East bound

23. Januar bis 27. März 2010

Installationsansicht East Bound , KAI 10 | Raum für Kunst, Foto: Claus Langer

Installationsansicht East Bound , KAI 10 | Raum für Kunst, Foto: Claus Langer

Installationsansicht East Bound , KAI 10 | Raum für Kunst, Foto: Claus Langer

Installationsansicht East Bound , KAI 10 | Raum für Kunst, Foto: Claus Langer

Jan Mancuska, Bange vor dem zuerst ausgedachten Vol. I, II, III, IV, 2009, Courtesy Meyer Riegger

Markéta Othová, Untitled, 2008, Courtesy Galerie Jiri Svestka

Anna Parkina, Nine Minuts, 2006, Foto: Claus Langer

Pavel Pepperstein, The Fight between Gods and The Centaur (Suprematist Studies of the Greek Myths), 2009, Foto: Jens Ziehe

 
Goshka Macuga
Ján Mančuška
Markéta Othová
Anna Parkina
Pavel Pepperstein
Kurator: Zdenek Felix

East Bound: Der Titel der Ausstellung leitet sich von der Londoner Ringbahn ab, die als „Circle Line“ das Zentrum Londons umkreist. Diese Linie besteht aus den beiden miteinander verbundenen Richtungen: East Bound und West Bound.
Zur Ausstellung East Bound in KAI 10 sind jüngere Künstler und Künstlerinnen aus Osteuropa eingeladen worden, die im Westen leben und arbeiten oder aber zwischen Ost und West hin und her pendeln, sich also nicht permanent in ihren Herkunftsländern aufhalten. Sie benutzen den Ortswechsel als Teil ihrer künstlerischen Strategie. Seit 1989 sind für diese Fluktuation nicht mehr die politischen Gründe maßgebend. Vielmehr geht es den Künstlern und Künstlerinnen aus Osteuropa um die direkte Auseinandersetzung mit der Arbeit ihrer westlichen Zeitgenossen und nicht zuletzt um den Anschluss an die abendländische Kunstgeschichte, aus der ihre Heimatländer Jahrzehntelang ausgeschlossen waren.
Der Ortswechsel verlangt Mut und Risikobereitschaft.
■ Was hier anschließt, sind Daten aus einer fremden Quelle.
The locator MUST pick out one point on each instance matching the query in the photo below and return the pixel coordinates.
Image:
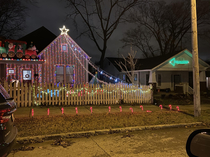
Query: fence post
(151, 91)
(33, 95)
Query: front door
(191, 79)
(27, 77)
(177, 80)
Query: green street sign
(173, 61)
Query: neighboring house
(172, 71)
(62, 61)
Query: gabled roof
(72, 44)
(147, 63)
(40, 38)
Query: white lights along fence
(49, 94)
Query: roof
(147, 63)
(40, 38)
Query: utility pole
(196, 81)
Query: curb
(38, 139)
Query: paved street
(147, 143)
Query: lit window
(135, 77)
(147, 79)
(70, 74)
(159, 80)
(123, 77)
(59, 74)
(64, 47)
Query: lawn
(101, 118)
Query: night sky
(51, 14)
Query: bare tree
(100, 18)
(164, 25)
(129, 64)
(12, 18)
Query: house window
(159, 80)
(64, 47)
(70, 74)
(135, 77)
(26, 74)
(11, 71)
(59, 74)
(123, 77)
(147, 79)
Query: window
(11, 71)
(159, 80)
(64, 47)
(26, 74)
(65, 75)
(123, 77)
(135, 77)
(70, 74)
(59, 74)
(147, 79)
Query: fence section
(50, 94)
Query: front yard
(55, 123)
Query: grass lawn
(55, 123)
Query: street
(148, 143)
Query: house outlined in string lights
(65, 61)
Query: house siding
(54, 56)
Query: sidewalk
(85, 110)
(82, 110)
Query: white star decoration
(64, 30)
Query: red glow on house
(131, 109)
(170, 106)
(32, 112)
(109, 108)
(142, 108)
(120, 109)
(177, 108)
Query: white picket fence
(49, 94)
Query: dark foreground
(168, 142)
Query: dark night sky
(51, 14)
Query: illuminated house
(171, 71)
(65, 61)
(62, 61)
(19, 63)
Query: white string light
(83, 65)
(92, 64)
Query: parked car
(8, 131)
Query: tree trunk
(196, 83)
(101, 62)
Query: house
(41, 37)
(172, 71)
(62, 61)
East Bound zeigt, dass die eingeladenen Künstler und Künstlerinnen aus Polen, Tschechien, Slowakei, Russland und der Ukraine ihren eigenen Weg gefunden und darüber hinaus einen besonderen Beitrag zur Überbrückung der Distanz zwischen den Kulturidentitäten von Ost und West geleistet haben. Sie stellen zugleich die Frage nach dem ästhetischen und intellektuellen Potential ihrer Herkunftsländer, das sie mit ihrem Werk in den „anderen“, westlichen Kontext übertragen.
East Bound ist keine thematische Ausstellung. Gezeigt werden fünf unabhängige Positionen, die sich in unterschiedlichen Medien artikulieren: Zeichnung, Malerei, Fotografie, Installation und Film. Verbindend für diese Positionen ist die Erfahrung der konzeptuellen Kunst, deren Funktionen und Inhalte den individuellen Zielsetzungen der Künstler und Künstlerinnen angepasst werden.